LPD 29 is the first U.S. Navy ship named in honor of Richard M. McCool Jr., who received the Medal of Honor for “conspicuous gallantry and intrepidity at the risk of his life above and beyond the call of duty” as commanding officer of infantry landing support craft during the Battle of Okinawa.
The future USS Richard M. McCool Jr. (LPD 29), currently under construction at Huntington Ingalls Industries Shipyard in Pascagoula, Mississippi, will be the first of many amphibious ships delivered to the Navy with common rail fuel injection MPDEs.
Ingalls has built and delivered 11 San Antonio-class ships. The 11th, Portland (LPD 27), will be commissioned on April 21 in Portland, Oregon. The 12th, Fort Lauderdale, is under construction and is expected to launch in the first quarter of 2020. Preliminary work has begun on LPD 29, and the start of fabrication will take place later this year.

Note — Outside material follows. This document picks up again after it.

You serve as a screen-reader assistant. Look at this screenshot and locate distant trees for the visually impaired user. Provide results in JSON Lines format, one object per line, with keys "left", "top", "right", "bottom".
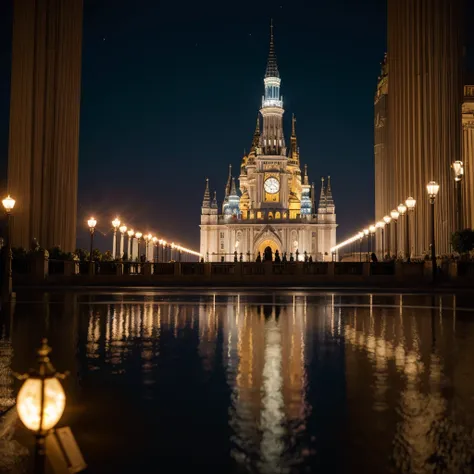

The San Antonio class is a major part of the US Navy’s 21st century amphibious assault force. The 684-foot-long, 105-foot-wide ships are used to embark and land Marines, their equipment and supplies ashore via air cushion or conventional landing craft and amphibious assault vehicles, augmented by helicopters or vertical takeoff and landing aircraft such as the MV-22 Osprey.